Lucy’s head popped up again. “What wedding plans?”
“I couldn’t help but overhear. Mark, wasn’t it?” He pointed to the phone that she still held in her hand. Saul was casually mixing the tiniest bit of cream into his coffee and not even enough sugar to taste. “I assume that’s why you never called.” He flashed her his dimpled grin.
Lucy looked stupidly at her phone. “Mark?”
“Your fiancé?” he asked.
“My what?” Lucy shook her head. “Oh no, Mark is my assistant.” She laughed now, shaking her phone back and forth. “We were talking about work.”
“Oh?” Saul leaned against the counter.
“Excuse me,” a little woman with a tight bun leaned in between them and grabbed the cappuccino, but neither Saul nor Lucy moved far—just enough to allow her to get her beverage.
“So, Mark is your assistant. You are a…”
“I’m an event planner,” Lucy supplied. “I work for the Marriot.” She gestured with the latte, then looked down, flustered, and grateful it hadn’t spilled again.
“Ah, that explains the flowers and wedding planner comment then.”
“Yes. We do all kinds of events there, weddings, conferences, fundraisers…” Lucy trailed off, realizing she was rambling.
“So why didn’t you call then?” he asked, taking a sip of his coffee.
“Café latte. Americano. French toast latte.”
“I think we’re in the way,” Lucy said. Looking at the three drinks on the counter in front of them. Saul smiled, a dimple forming on his left cheek. He took a step closer to her so people could get to their drinks at the counter. Lucy could no longer smell the spices of the coffee shop, as her senses filled with cologne—fresh, but masculine. Tommy maybe?

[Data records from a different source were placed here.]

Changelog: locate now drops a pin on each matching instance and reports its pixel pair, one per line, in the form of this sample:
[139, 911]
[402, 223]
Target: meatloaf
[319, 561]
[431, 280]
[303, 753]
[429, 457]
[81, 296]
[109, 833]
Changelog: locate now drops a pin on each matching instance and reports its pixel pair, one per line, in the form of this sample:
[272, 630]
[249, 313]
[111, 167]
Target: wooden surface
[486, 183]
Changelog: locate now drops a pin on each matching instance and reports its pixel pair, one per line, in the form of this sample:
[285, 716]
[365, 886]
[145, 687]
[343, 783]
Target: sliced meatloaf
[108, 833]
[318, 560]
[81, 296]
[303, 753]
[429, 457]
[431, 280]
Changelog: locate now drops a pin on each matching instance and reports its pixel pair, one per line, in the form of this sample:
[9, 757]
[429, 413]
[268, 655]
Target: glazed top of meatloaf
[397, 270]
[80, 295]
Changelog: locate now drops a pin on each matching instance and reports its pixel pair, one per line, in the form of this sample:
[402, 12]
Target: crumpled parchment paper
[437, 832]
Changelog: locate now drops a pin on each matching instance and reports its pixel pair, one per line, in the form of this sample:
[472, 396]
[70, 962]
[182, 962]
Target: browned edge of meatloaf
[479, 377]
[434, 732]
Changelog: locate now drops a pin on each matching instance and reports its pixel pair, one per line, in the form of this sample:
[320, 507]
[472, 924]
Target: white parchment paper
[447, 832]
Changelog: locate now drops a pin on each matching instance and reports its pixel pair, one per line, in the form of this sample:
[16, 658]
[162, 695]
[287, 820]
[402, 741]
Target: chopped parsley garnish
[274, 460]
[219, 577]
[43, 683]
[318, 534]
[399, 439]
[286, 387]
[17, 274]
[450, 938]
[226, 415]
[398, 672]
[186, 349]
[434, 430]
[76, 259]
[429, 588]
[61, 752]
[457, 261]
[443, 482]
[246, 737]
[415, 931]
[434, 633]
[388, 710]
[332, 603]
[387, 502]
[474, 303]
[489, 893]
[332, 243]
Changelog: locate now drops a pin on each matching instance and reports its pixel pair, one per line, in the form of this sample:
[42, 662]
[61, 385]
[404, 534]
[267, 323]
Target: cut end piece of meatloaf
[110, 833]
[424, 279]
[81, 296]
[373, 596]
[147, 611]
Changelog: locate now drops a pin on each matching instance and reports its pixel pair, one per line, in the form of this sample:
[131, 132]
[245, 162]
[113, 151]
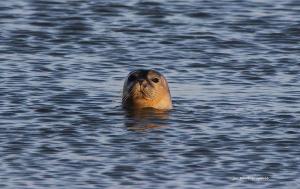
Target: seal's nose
[140, 81]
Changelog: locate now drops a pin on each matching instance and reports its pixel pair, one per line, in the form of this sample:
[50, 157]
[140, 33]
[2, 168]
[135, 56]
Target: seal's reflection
[145, 119]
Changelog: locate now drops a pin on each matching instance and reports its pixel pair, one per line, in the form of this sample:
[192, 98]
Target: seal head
[146, 89]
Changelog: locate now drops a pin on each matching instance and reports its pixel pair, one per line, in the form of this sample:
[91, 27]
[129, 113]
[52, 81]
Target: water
[233, 69]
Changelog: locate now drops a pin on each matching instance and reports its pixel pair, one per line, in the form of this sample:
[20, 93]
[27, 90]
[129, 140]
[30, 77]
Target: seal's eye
[132, 78]
[155, 80]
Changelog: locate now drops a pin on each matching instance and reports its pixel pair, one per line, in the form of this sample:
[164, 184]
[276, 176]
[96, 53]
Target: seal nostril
[140, 81]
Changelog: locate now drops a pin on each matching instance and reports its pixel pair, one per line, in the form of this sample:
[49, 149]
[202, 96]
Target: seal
[146, 89]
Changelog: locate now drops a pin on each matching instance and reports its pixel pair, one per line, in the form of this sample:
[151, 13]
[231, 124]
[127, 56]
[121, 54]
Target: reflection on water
[234, 74]
[145, 119]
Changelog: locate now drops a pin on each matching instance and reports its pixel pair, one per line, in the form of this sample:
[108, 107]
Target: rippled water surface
[234, 72]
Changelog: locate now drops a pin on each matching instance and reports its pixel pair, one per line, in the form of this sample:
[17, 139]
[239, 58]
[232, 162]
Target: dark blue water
[234, 72]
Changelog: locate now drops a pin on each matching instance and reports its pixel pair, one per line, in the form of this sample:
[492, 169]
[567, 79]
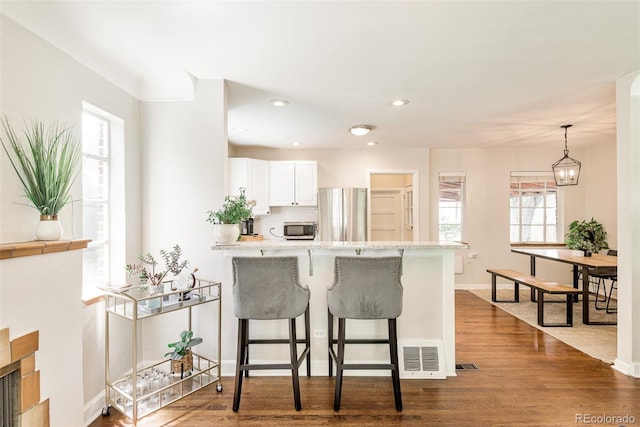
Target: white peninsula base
[426, 328]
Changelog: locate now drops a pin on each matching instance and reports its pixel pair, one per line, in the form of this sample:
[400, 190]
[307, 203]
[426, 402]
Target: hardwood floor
[526, 378]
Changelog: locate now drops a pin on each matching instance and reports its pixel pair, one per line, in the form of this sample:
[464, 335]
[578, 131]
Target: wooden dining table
[580, 263]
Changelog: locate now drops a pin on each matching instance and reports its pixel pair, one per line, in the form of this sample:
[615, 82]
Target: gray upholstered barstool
[267, 288]
[365, 288]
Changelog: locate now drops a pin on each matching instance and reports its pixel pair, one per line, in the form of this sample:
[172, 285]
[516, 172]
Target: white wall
[185, 172]
[628, 167]
[44, 292]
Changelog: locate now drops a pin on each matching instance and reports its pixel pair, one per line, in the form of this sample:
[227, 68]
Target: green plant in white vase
[227, 219]
[46, 159]
[587, 236]
[181, 355]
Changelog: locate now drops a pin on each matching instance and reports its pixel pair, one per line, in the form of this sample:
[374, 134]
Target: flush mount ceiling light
[279, 102]
[566, 171]
[400, 102]
[360, 130]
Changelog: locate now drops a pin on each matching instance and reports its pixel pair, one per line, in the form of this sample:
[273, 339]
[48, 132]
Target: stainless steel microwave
[299, 230]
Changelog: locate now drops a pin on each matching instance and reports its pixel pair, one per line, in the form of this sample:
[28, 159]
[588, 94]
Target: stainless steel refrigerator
[342, 214]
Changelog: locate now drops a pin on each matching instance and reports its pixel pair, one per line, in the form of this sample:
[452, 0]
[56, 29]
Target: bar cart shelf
[146, 389]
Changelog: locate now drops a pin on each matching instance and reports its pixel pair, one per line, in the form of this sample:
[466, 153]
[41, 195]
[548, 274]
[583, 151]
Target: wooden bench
[541, 287]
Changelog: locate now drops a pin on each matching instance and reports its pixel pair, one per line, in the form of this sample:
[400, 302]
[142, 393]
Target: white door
[386, 215]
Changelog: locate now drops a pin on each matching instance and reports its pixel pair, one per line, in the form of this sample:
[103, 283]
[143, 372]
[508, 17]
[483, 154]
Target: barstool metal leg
[395, 369]
[246, 349]
[242, 346]
[330, 339]
[339, 364]
[294, 364]
[307, 339]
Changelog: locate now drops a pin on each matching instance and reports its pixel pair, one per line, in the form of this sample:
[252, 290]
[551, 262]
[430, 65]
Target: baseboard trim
[93, 408]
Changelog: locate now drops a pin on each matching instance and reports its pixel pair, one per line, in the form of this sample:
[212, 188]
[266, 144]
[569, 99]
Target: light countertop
[312, 244]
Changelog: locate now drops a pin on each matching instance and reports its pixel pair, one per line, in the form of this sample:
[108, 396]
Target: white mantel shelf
[39, 247]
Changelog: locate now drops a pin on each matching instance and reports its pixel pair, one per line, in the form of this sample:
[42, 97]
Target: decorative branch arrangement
[146, 269]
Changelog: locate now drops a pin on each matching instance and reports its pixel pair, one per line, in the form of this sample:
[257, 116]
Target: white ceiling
[477, 73]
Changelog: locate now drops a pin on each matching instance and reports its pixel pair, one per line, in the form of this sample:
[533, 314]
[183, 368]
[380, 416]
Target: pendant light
[566, 171]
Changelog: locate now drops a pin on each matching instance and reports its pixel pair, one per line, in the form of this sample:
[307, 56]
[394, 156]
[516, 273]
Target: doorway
[392, 208]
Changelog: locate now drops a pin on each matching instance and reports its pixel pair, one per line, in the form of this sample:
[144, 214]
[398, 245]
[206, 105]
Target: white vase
[226, 234]
[49, 228]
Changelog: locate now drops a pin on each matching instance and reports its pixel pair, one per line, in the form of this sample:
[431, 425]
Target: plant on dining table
[587, 236]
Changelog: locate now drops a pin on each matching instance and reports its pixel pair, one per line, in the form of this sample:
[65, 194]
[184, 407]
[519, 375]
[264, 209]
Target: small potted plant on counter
[226, 220]
[181, 355]
[586, 236]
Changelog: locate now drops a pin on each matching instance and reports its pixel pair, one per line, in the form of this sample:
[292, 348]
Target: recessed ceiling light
[400, 102]
[360, 130]
[279, 102]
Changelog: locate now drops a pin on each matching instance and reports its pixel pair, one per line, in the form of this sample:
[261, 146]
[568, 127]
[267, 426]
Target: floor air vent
[421, 359]
[467, 367]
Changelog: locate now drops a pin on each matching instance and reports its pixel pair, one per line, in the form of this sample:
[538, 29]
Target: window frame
[114, 237]
[534, 178]
[460, 178]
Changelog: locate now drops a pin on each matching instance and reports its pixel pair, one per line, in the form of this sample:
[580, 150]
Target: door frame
[416, 191]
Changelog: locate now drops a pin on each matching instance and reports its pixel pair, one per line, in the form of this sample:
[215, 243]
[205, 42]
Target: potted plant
[147, 272]
[181, 356]
[587, 236]
[227, 219]
[45, 158]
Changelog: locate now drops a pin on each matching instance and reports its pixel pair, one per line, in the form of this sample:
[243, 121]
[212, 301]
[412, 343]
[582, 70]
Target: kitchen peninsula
[427, 322]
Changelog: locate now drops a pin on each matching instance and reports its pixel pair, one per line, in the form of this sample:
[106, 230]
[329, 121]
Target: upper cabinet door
[253, 175]
[282, 183]
[293, 183]
[306, 183]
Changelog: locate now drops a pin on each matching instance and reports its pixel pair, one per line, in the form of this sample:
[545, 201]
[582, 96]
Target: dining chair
[268, 288]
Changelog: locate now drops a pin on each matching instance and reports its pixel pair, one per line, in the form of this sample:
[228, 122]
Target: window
[102, 210]
[451, 206]
[533, 204]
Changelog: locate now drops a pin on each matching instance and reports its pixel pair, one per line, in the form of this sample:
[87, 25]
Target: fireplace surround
[18, 359]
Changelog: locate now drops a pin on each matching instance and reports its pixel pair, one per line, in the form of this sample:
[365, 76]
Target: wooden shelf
[37, 247]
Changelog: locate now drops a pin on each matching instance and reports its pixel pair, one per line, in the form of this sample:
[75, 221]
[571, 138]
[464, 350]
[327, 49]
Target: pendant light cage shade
[566, 171]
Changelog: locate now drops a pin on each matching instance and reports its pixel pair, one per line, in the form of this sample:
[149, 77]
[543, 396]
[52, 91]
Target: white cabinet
[252, 174]
[293, 183]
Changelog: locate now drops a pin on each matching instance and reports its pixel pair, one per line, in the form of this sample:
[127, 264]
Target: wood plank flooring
[526, 378]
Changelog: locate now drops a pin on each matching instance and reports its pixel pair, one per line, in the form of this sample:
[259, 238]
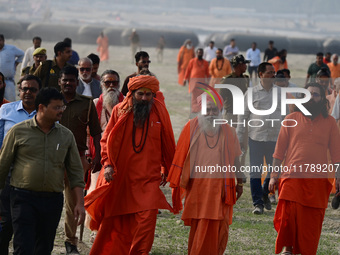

“You’re evading,” he said.
“It’s weird,” she said. Lucy looked at her latte cup.
“To call a stranger? It felt weird.”
“Well,” he glanced up. “We’re not strangers any more. I’m Saul and I work at Hutch and Harris when I’m not attending classes at Wake for Med School, and you’re Lucy—you work at the Marriot as an event planner. And we’re standing in Camino Bakery under the mistletoe.”
“We’re what,” Lucy followed his gaze. Hanging right above their head was a sprig of mistletoe.
“Must be left over from the holidays,” he shrugged. Lucy’s eyes dropped back down to his. He leaned over and kissed her on the cheek. “Call me?”
Lucy was still standing there, mouth open as Saul waved from the other side of the window, hurrying down the sidewalk of Fourth Street.